In this way, Valente pointed out that initiatives like the G-8’s New Alliance for Food Security are a United States-led attempt to reform land laws in Africa ostensibly to end hunger and poverty, but with the hidden goal of guaranteeing safe access to that land for international investors. Since the initiative is led by the private sector, the FIAN chief believed that the motives are often weighted firmly in favor of improving the business climate, rather than improving a nation’s food security.
Valente revealed his disappointment by the absence of an indicator related to ending hunger and malnutrition, recalling a Feb. 2014 paper issued by FIAN that analyzed the contradiction between the human rights framework and the frameworks elaborated by the G-8 alliance.
“All the indicators are on how safe it is for the investors to invest; how many changes were made in the land or sea laws in the countries; and how amenable the environment is for investment,” he said.
“It is really clear that there is a front of contradiction,” he continued. “The [alliance] is supposedly there to end hunger and malnutrition, but it is [instead] promoting its own agenda, and it is not the agenda of the people.”

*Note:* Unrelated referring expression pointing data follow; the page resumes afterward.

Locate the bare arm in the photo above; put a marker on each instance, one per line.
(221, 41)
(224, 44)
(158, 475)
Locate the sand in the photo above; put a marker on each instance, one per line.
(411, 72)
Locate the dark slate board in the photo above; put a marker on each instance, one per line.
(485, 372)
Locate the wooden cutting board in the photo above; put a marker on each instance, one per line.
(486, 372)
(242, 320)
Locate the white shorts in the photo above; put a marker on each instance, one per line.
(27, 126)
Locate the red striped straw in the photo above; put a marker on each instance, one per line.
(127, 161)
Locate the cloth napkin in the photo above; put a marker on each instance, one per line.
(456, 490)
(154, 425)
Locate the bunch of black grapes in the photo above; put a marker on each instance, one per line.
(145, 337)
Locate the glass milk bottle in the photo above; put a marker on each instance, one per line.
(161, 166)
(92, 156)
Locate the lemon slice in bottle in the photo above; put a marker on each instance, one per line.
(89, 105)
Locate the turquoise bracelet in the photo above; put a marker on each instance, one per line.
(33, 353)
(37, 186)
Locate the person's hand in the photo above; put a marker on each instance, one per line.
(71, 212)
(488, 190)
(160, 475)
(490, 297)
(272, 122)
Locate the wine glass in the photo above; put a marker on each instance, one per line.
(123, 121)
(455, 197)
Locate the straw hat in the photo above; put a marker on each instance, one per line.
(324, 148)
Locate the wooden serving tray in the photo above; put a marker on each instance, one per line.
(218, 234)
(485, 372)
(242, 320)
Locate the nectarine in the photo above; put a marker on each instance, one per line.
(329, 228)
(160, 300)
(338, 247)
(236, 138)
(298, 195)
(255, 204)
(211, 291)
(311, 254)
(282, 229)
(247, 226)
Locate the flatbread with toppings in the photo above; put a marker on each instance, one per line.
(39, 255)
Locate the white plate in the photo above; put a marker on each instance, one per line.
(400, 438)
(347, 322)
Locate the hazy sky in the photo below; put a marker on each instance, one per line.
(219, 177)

Valente suggested that the human rights system should impede the G-8 alliance from such practices, and urged a greater prominence for women’s rights in the policies of the FAO and other organizations’ food policies.
“When they talk about [women’s rights], they talk about mothers — as if the only reason for a woman to exist is to be a mother and to take care of the family and the children,” he said, asserting the need instead for women to be empowered as entrepreneurs and recognized as equals, decision-makers, and heads of family.

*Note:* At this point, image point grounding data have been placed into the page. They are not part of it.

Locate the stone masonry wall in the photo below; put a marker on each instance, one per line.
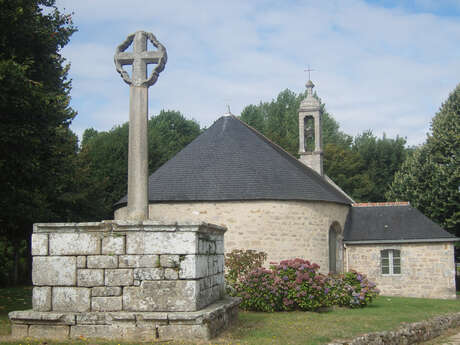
(283, 229)
(427, 269)
(121, 266)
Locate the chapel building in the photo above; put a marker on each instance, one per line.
(270, 201)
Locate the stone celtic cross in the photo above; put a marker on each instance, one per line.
(139, 83)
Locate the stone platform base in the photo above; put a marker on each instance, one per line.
(146, 326)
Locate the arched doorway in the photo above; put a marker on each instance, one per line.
(335, 248)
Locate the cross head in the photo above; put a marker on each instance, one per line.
(309, 70)
(140, 58)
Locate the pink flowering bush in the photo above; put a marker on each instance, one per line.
(297, 285)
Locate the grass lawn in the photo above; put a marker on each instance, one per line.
(304, 328)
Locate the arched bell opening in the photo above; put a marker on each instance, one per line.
(309, 133)
(335, 248)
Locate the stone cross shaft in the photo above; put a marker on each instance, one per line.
(139, 83)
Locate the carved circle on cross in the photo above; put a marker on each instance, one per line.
(142, 57)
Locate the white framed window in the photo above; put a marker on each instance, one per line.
(390, 261)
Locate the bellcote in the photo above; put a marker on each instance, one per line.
(310, 131)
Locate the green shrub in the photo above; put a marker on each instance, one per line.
(239, 263)
(352, 289)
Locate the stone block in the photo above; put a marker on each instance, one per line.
(171, 273)
(92, 318)
(184, 332)
(81, 261)
(106, 304)
(169, 261)
(96, 331)
(171, 295)
(220, 263)
(119, 277)
(39, 244)
(193, 267)
(31, 316)
(41, 298)
(19, 330)
(102, 261)
(90, 277)
(161, 243)
(71, 299)
(74, 244)
(106, 291)
(49, 331)
(113, 245)
(148, 273)
(54, 270)
(135, 261)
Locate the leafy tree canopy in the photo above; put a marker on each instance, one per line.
(34, 112)
(430, 177)
(103, 158)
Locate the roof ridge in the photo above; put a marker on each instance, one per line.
(384, 203)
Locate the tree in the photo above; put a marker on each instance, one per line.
(430, 177)
(347, 169)
(103, 159)
(34, 114)
(382, 157)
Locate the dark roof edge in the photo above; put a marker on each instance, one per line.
(124, 203)
(421, 240)
(299, 163)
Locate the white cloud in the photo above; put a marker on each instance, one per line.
(377, 68)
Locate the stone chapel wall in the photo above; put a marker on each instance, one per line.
(282, 229)
(427, 269)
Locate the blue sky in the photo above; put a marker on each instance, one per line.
(380, 65)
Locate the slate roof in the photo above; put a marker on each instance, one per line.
(392, 224)
(232, 161)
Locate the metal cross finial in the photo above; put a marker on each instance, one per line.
(309, 70)
(140, 58)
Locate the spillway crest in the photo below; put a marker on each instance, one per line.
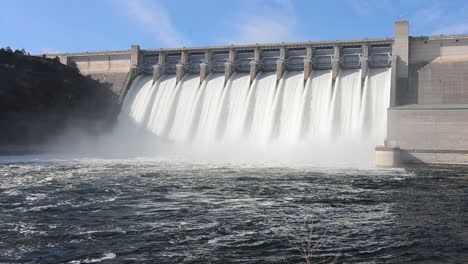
(263, 114)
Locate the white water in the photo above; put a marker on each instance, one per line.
(305, 120)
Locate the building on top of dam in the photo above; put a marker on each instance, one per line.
(427, 121)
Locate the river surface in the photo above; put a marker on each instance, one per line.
(170, 211)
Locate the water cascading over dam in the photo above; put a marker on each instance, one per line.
(264, 114)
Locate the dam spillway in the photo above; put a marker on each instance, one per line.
(264, 112)
(426, 120)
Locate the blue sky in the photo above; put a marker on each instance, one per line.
(84, 25)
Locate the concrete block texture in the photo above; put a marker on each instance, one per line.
(438, 71)
(428, 129)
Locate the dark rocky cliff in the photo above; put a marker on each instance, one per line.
(41, 98)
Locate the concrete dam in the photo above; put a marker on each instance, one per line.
(403, 100)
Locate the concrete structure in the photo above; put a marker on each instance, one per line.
(428, 114)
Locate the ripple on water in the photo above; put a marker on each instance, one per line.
(89, 211)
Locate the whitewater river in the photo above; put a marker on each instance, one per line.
(170, 211)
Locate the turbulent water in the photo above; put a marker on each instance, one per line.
(169, 211)
(236, 172)
(287, 119)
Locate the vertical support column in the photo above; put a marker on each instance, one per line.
(160, 68)
(229, 65)
(400, 49)
(308, 62)
(281, 64)
(182, 66)
(393, 81)
(254, 65)
(364, 64)
(135, 56)
(335, 63)
(205, 66)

Here, Valente sees a potential tie-in for the private sector in the future implementation of the guidelines, but stressed the need for clear conflict of interest rules.
“If you have a decision of the U.N. being highly influenced by the private sector that says 95 percent of the world’s malnutrition can be eliminated by selling fortified products, this would mean an income of $9 billion for the private sector, but is there enough proof that this is the best mechanism to really end malnutrition?”

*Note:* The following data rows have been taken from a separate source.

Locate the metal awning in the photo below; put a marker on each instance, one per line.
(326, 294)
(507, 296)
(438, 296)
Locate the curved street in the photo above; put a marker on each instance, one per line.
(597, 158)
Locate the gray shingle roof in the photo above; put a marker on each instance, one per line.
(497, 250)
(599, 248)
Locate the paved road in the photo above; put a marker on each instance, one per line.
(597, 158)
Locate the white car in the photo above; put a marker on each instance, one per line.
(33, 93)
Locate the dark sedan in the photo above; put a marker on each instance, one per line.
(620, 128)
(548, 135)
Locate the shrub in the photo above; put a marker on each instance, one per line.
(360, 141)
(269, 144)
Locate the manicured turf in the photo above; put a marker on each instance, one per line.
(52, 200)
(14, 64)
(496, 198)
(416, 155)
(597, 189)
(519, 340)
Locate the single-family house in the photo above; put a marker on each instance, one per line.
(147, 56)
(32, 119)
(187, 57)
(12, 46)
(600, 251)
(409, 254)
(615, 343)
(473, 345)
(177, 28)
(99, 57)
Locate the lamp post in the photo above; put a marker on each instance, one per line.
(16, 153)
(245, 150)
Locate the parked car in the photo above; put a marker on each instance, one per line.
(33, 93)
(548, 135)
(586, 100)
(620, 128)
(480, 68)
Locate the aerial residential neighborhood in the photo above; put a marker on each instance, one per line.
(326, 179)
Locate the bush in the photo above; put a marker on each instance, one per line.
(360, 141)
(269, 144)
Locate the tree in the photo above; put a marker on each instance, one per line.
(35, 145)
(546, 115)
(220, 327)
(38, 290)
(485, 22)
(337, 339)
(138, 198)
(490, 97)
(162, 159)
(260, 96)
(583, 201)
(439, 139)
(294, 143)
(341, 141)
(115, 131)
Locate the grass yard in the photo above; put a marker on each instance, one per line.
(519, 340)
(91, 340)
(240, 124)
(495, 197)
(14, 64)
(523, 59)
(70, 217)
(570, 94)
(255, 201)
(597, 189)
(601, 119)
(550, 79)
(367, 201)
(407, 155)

Valente would like to see this $9 billion invested in the implementation of women’s rights, the protection of women’s rights and the promotion of sustainable food production. Here, he highlighted a study by CARE, funded by the U.S. Agency for International Development, that showed that work done with women, adolescents and girls to promote their self-esteem reduces four or five times over the rate of stunting in communities than simply distributing food or introducing micronutrients.
“It is not something expensive, but it tackles the root causes of whatever is going on,” Valente said. “You reduce child marriage, you reduce pregnancy in adolescence, you reduce submission of women, you promote women as full human beings. The other things follow as an outcome.”
Valente believes that this is precisely where the private sector should channel its support, making donations without attaching it to a specific program or activity that is strategically defined as being relevant. In this regard he criticized the Bill & Melinda Gates Foundation for being too centralized: “[Gates] doesn’t do anything without strings. Whatever they do, they do it in line with their own thinking and their own opinions on what is best for ending hunger and malnutrition in the world.”
“You have to invest in protecting people from harm,” the FIAN chief concluded, “both from the side of the government and from the side of the private sector.”